Now, Gov. Mike Dunleavy says he is reconsidering whether Alaska should do business with the bank, and the Alaska Department of Revenue has already booted Goldman from a billion-dollar plan to borrow money to pay oil and gas drillers.
“In response to Goldman’s pledge, the governor’s office has directed the review and where possible without financial or progress impairment, the removal of Goldman from business relations with the state,” acting Revenue Commissioner Mike Barnhill wrote in a Friday letter to Goldman’s CEO.
Wrapping up a weeklong trip to the East Coast, Dunleavy told reporters on Thursday that he has “serious questions” about doing business with any company that isn’t willing to work with Alaska.
Visiting New York City, Dunleavy spoke about his concerns regarding Goldman to the Wall Street Journal’s editorial board. Seventeen state legislators also signed a letter asking Goldman to reconsider.
“I think it’s part of my role to advocate on behalf of Alaska,” Dunleavy told reporters.
[CNN: Governor used talking points written by Pebble to urge support for mine]
On Dec. 6, the state of Alaska had named Goldman a “co-senior underwriter” for the Alaska Tax Credit Certificate Bond Corp., an agency authorized by the Alaska Legislature under former Gov. Bill Walker to borrow up to $1 billion from public markets to pay tax credits to North Slope oil and gas drillers.
The corporation’s work has been on hold for more than a year and a half after a Juneau man sued to stop the plan, but an Alaska Supreme Court ruling on its legality is expected soon, and Goldman stood to benefit if the court gave its OK.
After Goldman said it was changing its environmental policy, the state removed Goldman from the list of five participating banks, bumped up the other participants in priority and added JPMorgan Chase at the bottom.
Other actions are possible. According to a written statement from Department of Revenue legislative liaison Genevieve Wojtusik, “Goldman Sachs has underwritten over $2.4 billion of bonds as part of 26 transactions over the last 10 years” with state agencies and municipalities.

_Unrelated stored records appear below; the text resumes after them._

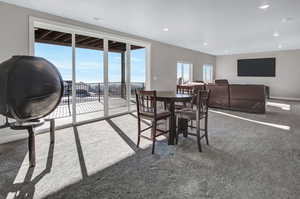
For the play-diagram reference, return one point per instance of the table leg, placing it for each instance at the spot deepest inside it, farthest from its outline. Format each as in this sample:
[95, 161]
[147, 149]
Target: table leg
[52, 131]
[172, 124]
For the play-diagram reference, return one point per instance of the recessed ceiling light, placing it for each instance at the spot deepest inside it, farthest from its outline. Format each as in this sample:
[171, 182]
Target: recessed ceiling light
[97, 19]
[264, 6]
[276, 34]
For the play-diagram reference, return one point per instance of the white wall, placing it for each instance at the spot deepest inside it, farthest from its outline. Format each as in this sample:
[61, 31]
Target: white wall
[14, 41]
[286, 84]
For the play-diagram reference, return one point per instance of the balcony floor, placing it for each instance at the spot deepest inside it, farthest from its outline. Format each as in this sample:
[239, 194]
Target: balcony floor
[250, 156]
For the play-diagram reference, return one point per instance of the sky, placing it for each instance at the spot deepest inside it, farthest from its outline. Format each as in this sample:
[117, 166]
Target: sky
[89, 63]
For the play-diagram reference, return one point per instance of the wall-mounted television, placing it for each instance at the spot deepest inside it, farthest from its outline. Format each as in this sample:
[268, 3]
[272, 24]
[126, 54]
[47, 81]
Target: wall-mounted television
[264, 67]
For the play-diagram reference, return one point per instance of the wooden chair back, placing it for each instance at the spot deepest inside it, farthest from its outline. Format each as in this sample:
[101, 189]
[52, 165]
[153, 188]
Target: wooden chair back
[202, 101]
[184, 89]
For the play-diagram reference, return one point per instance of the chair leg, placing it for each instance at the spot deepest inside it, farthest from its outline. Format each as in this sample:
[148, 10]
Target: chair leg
[139, 133]
[206, 131]
[177, 130]
[153, 136]
[199, 136]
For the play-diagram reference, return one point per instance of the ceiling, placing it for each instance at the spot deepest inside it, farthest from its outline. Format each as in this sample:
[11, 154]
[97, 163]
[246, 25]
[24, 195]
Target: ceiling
[211, 26]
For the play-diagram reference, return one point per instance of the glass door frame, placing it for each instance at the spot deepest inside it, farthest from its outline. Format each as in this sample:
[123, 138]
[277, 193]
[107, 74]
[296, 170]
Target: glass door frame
[35, 22]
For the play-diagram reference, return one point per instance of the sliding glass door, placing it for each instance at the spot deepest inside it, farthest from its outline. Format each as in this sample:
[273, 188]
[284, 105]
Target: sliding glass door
[56, 47]
[89, 77]
[100, 75]
[137, 72]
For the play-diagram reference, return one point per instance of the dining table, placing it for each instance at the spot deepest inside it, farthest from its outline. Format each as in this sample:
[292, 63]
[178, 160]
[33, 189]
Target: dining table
[170, 97]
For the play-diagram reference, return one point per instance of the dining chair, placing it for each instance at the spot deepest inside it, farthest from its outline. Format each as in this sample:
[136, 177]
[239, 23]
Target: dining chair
[200, 101]
[146, 102]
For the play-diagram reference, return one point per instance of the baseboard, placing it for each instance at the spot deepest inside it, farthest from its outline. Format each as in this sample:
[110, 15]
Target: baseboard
[285, 98]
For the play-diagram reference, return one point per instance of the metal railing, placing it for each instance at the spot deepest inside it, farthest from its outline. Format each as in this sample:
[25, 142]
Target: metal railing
[89, 94]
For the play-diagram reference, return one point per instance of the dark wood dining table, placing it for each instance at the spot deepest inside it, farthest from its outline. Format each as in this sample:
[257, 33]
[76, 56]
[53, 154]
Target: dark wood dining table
[170, 97]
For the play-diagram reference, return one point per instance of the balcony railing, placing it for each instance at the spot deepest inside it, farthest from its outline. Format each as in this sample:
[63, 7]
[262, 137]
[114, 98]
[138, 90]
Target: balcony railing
[88, 95]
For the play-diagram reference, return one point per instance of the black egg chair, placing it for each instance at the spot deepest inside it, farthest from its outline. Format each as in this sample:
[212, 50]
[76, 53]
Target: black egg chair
[30, 89]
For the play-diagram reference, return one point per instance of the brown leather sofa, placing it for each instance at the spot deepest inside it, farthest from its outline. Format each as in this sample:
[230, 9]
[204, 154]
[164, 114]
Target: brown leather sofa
[246, 98]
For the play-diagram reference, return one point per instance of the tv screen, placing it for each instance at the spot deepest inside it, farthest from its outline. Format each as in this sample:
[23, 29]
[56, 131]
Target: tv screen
[257, 67]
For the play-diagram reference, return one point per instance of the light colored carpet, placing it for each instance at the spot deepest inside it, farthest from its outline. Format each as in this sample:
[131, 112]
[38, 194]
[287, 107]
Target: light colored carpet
[250, 156]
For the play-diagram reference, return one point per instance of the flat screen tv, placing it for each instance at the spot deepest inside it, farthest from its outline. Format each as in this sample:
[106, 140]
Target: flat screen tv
[257, 67]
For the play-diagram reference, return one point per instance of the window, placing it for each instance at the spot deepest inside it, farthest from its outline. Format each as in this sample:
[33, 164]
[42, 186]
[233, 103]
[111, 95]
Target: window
[208, 73]
[183, 72]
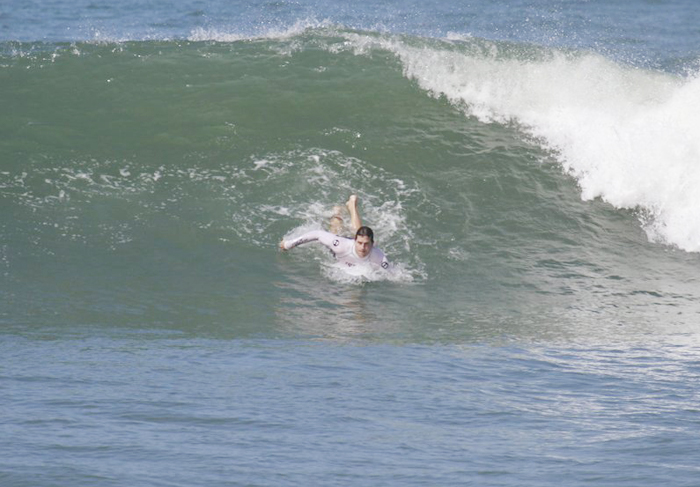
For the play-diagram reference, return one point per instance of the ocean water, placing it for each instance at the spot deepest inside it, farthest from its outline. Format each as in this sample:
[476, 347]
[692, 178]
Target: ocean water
[532, 169]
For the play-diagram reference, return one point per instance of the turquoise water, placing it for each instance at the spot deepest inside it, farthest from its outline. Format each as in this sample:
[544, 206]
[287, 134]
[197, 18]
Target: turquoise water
[529, 167]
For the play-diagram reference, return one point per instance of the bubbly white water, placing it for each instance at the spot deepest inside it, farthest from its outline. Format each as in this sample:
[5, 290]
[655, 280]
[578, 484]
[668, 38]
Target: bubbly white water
[630, 137]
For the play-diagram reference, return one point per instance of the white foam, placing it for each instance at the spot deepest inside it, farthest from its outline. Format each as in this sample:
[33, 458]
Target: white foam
[629, 136]
[264, 32]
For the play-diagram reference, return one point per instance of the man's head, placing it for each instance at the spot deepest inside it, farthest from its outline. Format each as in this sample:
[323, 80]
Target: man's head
[364, 240]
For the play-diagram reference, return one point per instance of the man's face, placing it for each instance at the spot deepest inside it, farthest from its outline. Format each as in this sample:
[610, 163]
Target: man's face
[363, 245]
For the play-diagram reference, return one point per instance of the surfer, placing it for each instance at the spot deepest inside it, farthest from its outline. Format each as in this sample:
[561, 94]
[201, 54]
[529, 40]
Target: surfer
[348, 251]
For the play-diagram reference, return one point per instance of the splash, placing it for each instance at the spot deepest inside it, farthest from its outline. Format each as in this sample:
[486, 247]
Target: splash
[630, 137]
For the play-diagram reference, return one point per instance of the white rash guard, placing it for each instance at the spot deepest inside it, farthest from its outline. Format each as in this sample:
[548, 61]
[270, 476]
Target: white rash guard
[342, 248]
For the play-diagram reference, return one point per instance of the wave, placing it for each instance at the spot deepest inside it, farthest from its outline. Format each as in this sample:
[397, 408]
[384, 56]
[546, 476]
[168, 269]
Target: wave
[628, 136]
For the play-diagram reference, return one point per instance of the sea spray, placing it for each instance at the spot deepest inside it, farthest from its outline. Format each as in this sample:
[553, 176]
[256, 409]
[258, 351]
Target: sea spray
[628, 136]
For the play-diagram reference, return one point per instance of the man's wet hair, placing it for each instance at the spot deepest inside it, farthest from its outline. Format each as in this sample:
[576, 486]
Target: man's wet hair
[365, 232]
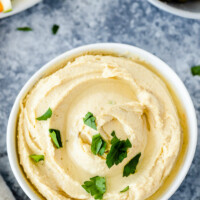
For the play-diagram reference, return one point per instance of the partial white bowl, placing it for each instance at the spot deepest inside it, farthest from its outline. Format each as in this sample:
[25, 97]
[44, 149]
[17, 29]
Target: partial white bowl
[189, 9]
[19, 6]
[120, 49]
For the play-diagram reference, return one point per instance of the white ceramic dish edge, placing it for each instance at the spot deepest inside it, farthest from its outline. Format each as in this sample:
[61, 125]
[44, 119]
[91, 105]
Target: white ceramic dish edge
[161, 67]
[19, 7]
[173, 10]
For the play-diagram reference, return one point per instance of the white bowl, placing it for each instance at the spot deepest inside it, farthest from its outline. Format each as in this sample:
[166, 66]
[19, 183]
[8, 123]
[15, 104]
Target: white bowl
[19, 6]
[120, 49]
[187, 10]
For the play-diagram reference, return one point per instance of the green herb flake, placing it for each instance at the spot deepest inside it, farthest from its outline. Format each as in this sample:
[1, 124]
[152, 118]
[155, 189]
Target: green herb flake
[96, 187]
[118, 150]
[130, 167]
[90, 120]
[36, 158]
[98, 145]
[56, 138]
[54, 29]
[24, 29]
[125, 189]
[195, 70]
[46, 115]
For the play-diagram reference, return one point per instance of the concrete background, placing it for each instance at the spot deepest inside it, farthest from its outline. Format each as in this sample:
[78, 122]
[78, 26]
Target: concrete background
[173, 39]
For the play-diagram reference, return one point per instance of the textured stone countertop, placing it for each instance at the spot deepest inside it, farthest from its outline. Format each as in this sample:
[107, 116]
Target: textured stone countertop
[173, 39]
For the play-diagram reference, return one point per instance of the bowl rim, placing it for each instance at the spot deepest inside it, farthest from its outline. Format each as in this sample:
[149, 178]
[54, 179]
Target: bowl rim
[121, 49]
[175, 11]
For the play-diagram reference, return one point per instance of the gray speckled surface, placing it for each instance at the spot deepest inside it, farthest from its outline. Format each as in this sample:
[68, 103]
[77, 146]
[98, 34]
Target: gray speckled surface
[175, 40]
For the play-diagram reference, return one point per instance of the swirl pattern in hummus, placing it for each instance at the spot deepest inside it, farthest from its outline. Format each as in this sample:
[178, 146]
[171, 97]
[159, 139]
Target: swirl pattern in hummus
[123, 96]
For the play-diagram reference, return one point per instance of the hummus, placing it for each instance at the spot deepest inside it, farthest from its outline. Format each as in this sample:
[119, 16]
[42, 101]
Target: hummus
[124, 96]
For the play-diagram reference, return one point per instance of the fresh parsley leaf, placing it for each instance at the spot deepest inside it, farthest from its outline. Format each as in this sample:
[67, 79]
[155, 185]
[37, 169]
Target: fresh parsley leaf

Goldman also has an arrangement with the Alaska Gasline Development Corp., and the Alaska Permanent Fund Corp. has “about $403 million of assets associated with them,” said Permanent Fund Corp. CEO Angela Rodell.
Goldman announced its new environmental policy Tuesday. In addition to excluding investment in Arctic drilling, it prohibits financing for coal-fired power plants that don’t have equipment that reduces their carbon emissions.
Goldman’s CEO said in a Financial Times opinion column that profitability matters, “But finance must also address climate transition and inclusive growth while achieving and sustaining those returns.”
Dunleavy raised the possibility of taking action against companies that take actions similar to Goldman’s.
“There may be other outfits that we do business with … that may be working against our goals,” he said.
One possibility is Wells Fargo, which in 2018 said it would not finance some proposed oil- and gas-related projects in Alaska’s share of the Arctic. The company’s stance is based on the Equator Principles, a set of environmental and social standards followed by more than 100 financial companies in 38 countries.
“While we will continue to support the responsible development of conventional energy, Wells Fargo is committed to accelerating the transition to a low-carbon economy,” the company said in a written statement provided by E.J. Bernacki, its spokesperson for environmental affairs.